Abul Fazal Mohammad Ahsanuddin Chowdhury (1 July 1915 – 30 August 2001) was a Bengali public servant and judge who served as President of Bangladesh from 27 March 1982 to 10December 1983.

Biography
Chowdhury was born in 1915.  He graduated and obtained his LL.B. degree from Dhaka University. He joined the Bengal Civil Service (judicial) in 1942, and subsequently served as district judge in Sylhet, Rangpur and Dhaka.

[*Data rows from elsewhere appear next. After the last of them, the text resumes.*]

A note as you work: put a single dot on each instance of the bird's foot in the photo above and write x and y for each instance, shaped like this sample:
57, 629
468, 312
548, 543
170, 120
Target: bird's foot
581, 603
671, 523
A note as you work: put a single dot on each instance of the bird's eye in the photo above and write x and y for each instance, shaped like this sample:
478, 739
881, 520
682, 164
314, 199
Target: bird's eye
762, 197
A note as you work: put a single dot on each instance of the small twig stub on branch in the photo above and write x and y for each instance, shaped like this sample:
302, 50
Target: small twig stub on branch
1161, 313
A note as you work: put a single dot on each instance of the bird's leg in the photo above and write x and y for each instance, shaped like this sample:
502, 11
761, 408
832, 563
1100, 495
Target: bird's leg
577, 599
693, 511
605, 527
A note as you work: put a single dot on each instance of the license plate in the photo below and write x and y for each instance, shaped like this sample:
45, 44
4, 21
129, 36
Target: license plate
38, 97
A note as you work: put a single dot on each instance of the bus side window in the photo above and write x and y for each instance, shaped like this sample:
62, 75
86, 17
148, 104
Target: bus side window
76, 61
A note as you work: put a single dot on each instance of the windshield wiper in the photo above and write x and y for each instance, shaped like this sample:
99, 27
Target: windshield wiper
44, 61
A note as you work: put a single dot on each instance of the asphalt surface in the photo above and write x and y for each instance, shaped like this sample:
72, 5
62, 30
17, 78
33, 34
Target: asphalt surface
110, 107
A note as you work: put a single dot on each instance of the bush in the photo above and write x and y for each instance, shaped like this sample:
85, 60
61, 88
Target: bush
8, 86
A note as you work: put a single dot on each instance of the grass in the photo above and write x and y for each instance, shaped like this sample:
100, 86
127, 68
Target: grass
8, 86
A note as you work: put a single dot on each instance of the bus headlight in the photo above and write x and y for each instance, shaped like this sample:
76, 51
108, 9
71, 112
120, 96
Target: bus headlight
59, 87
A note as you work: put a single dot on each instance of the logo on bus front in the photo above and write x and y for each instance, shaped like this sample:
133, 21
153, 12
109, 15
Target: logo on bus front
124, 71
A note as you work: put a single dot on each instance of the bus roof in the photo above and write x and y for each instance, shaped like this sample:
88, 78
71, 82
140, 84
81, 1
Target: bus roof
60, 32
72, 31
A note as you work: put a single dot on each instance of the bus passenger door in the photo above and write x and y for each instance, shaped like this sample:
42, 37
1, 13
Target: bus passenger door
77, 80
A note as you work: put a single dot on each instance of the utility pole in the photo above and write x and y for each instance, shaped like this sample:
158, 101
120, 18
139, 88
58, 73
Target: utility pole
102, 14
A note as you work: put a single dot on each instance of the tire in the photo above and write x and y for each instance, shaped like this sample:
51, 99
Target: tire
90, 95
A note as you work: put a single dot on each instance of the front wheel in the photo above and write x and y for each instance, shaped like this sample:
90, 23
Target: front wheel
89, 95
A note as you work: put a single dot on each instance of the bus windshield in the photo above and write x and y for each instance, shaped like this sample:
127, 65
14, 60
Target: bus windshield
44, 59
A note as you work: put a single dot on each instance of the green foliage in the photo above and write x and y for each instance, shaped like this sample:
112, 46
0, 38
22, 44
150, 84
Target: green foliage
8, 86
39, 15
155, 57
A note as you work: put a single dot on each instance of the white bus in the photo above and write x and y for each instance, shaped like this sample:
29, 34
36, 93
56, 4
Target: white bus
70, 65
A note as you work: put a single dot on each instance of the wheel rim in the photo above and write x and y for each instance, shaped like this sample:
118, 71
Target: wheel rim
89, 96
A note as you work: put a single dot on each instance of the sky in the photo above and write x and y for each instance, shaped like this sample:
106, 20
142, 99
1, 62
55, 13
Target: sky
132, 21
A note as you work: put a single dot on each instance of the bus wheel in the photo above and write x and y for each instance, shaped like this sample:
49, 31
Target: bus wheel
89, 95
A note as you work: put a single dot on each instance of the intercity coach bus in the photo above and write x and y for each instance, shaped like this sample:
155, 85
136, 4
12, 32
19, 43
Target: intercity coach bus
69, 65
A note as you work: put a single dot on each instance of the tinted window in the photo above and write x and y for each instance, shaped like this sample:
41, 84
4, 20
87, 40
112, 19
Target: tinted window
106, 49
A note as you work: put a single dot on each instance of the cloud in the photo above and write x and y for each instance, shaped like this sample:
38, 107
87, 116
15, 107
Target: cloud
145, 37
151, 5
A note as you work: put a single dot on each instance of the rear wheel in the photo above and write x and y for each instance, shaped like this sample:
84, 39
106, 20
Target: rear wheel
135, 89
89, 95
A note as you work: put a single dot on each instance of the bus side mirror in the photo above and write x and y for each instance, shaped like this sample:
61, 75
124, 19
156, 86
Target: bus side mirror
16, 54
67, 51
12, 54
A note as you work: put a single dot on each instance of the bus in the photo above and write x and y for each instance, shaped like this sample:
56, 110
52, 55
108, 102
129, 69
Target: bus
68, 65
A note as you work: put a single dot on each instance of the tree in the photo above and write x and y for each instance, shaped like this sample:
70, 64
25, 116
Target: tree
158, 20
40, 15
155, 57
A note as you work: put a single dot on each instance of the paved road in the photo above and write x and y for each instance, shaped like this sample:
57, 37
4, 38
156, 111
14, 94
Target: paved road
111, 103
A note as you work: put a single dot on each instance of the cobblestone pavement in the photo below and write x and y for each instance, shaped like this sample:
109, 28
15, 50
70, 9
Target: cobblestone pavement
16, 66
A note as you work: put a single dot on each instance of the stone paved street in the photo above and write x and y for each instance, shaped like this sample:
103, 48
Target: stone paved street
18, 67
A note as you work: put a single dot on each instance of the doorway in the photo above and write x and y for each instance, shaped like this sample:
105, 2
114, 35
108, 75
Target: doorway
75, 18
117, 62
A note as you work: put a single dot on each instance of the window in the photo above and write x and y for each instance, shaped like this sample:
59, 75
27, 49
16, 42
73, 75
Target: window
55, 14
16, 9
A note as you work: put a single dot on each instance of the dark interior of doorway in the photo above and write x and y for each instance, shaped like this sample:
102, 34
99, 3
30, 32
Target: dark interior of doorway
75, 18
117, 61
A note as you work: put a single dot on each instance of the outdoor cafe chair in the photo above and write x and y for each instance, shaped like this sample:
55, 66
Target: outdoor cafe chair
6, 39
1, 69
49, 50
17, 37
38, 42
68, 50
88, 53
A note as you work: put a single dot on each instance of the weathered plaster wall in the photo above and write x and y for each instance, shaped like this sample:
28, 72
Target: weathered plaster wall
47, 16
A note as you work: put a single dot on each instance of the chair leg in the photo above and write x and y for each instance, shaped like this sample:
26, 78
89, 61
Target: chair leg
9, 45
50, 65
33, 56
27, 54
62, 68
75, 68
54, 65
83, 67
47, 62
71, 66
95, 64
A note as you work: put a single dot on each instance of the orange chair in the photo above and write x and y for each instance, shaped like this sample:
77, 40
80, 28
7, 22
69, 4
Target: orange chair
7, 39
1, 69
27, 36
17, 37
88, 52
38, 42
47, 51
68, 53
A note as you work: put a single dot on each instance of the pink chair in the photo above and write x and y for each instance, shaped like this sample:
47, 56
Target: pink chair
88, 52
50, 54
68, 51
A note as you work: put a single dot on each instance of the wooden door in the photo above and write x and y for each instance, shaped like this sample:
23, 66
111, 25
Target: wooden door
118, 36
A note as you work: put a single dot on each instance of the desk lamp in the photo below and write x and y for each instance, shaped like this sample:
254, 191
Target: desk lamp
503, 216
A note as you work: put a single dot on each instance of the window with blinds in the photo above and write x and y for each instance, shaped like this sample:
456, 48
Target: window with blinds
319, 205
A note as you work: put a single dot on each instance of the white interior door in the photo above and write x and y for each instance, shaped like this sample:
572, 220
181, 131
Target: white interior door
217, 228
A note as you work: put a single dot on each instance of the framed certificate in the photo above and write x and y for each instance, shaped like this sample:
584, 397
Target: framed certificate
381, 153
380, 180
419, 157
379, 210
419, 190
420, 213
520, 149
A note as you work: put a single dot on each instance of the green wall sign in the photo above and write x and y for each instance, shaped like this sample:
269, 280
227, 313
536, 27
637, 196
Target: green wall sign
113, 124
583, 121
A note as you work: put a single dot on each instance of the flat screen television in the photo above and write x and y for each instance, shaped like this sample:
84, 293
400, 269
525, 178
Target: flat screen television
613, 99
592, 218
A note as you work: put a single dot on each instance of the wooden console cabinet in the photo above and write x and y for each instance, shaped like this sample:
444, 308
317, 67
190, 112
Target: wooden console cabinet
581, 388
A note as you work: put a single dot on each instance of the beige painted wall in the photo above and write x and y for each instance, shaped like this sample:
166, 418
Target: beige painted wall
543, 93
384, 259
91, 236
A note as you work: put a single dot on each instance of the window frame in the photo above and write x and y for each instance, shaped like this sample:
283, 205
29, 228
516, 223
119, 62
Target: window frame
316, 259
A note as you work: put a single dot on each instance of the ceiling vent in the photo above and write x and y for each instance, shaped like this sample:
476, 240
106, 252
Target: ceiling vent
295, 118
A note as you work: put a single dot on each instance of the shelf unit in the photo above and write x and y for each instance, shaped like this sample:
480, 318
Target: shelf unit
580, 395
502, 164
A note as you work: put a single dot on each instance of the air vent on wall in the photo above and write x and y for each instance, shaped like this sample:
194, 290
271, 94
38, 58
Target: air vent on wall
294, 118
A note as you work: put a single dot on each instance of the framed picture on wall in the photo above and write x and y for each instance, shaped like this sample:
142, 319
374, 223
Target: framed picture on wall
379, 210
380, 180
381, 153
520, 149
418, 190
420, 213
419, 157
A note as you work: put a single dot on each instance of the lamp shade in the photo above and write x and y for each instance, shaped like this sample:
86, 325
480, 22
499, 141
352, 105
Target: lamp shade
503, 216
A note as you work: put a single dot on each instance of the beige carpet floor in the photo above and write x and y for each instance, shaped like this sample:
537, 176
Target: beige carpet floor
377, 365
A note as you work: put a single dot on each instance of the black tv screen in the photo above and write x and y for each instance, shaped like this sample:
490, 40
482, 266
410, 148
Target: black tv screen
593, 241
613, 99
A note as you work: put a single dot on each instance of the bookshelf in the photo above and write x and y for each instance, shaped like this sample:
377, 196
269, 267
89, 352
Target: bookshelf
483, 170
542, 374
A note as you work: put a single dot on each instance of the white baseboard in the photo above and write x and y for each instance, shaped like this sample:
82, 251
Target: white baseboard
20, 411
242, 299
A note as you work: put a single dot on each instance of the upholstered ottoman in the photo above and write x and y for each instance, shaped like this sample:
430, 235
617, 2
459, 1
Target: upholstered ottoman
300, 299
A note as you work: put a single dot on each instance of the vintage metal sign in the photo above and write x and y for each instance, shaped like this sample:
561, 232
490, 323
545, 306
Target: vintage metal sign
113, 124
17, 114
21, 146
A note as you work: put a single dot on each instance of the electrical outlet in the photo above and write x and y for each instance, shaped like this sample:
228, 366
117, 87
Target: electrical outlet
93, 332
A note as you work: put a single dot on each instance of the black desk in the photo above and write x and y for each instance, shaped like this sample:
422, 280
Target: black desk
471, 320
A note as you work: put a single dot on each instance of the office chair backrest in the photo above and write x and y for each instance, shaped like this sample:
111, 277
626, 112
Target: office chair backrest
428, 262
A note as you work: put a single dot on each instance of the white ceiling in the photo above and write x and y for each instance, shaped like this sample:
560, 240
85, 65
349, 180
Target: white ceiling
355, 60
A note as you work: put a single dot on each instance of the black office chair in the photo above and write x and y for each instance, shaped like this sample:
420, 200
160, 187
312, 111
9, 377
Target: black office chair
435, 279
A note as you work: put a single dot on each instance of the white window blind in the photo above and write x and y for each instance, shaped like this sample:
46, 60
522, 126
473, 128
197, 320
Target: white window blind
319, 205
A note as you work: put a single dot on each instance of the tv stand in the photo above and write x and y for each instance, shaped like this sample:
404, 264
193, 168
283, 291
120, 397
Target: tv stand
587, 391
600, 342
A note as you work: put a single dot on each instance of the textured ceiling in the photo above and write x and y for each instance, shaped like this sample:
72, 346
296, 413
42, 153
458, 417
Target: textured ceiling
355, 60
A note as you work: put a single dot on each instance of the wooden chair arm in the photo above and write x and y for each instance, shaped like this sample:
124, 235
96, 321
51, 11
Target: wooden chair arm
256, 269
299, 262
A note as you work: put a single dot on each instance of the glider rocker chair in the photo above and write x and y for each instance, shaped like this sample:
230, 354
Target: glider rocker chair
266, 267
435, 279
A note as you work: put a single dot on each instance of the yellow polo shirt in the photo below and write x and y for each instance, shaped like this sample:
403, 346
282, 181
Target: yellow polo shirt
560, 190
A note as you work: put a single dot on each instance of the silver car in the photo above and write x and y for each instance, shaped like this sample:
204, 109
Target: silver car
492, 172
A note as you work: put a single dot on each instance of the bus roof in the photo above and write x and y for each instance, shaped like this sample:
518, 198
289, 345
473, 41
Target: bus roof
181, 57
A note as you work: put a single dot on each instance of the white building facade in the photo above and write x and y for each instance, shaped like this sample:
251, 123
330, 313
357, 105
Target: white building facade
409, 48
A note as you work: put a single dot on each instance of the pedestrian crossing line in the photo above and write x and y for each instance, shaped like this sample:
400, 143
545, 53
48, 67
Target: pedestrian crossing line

He was appointed Justice of the Dhaka High Court on 17 December 1968 by the then President of Pakistan, Field Marshal Ayub Khan, and later a Justice of the Appellate Division of the Supreme Court on 30 January 1974. He retired from service on 1 July 1977 after President Ziaur Rahman reduced the retirement age of judges from 65 to 62.

Politics
Following a military coup d'état in March 1982, the army chief of staff Hossain Mohammad Ershad assumed power as the chief martial law administrator, and Justice Ahsanuddin Chowdhury was made President of Bangladesh on 27 March 1982, a position which he held till 10 December 1983. Ershad then dismissed Ahsanuddin and assumed the presidency.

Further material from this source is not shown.